The effect of calusterone (7beta,17alpha-dimethyltestosterone) on rat mammary DMBA-induced adenocarcinoma was studied both in vivo and in organ culture. In vivo all 8 tumours with a diameter of less than 30 mm regressed following calusterone injection (10 mg/day for 2-3 weeks). In organ culture calusterone (20 mug/ml medium) inhibited the synthesis of DNA and RNA in all 7 cases examined. Testosterone also inhibited the synthesis of DNA and RNA in organ culture in 12 out of 14 and 10 out of 14 tumours respectively. Oestradiol-17beta on the other hand had no effect on DNA and RNA synthesis in organ culture although 70% of the tumours examined were ovarian dependent, i.e. regressed following castration. This could be explained by the direct effect of calusterone on rat adenocarcinoma compared with the indirect effect of oestradiol-17beta which probably exerts its action by activating the secretion of prolactin which acts on the tumour.

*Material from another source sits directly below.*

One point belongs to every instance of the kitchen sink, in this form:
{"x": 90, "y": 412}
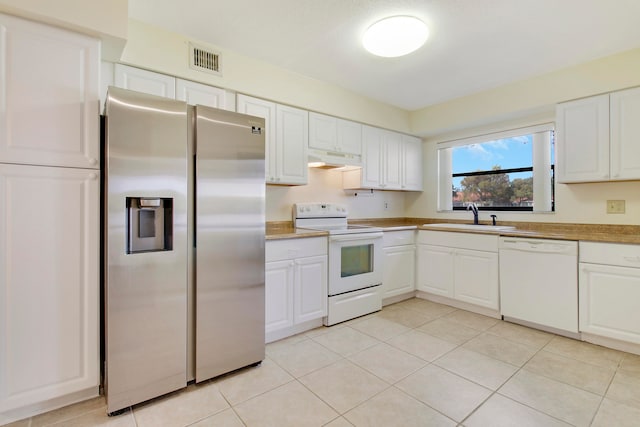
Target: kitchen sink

研究了卡鲁睾酮(7β,17α-二甲基睾酮)对大鼠乳腺二甲基苯并蒽(DMBA)诱导的腺癌在体内和器官培养中的作用。在体内,注射卡鲁睾酮(10毫克/天,持续2至3周)后,所有8个直径小于30毫米的肿瘤均消退。在器官培养中,卡鲁睾酮(20微克/毫升培养基)在所有7例检测病例中均抑制了DNA和RNA的合成。睾酮在器官培养中也分别在14个肿瘤中的12个和14个肿瘤中的10个中抑制了DNA和RNA的合成。另一方面,雌二醇-17β对器官培养中的DNA和RNA合成没有影响,尽管所检测的肿瘤中有70%依赖卵巢,即去势后消退。这可以通过卡鲁睾酮对大鼠腺癌的直接作用来解释,与之相比,雌二醇-17β可能通过激活作用于肿瘤的催乳素分泌来发挥作用,其作用是间接的。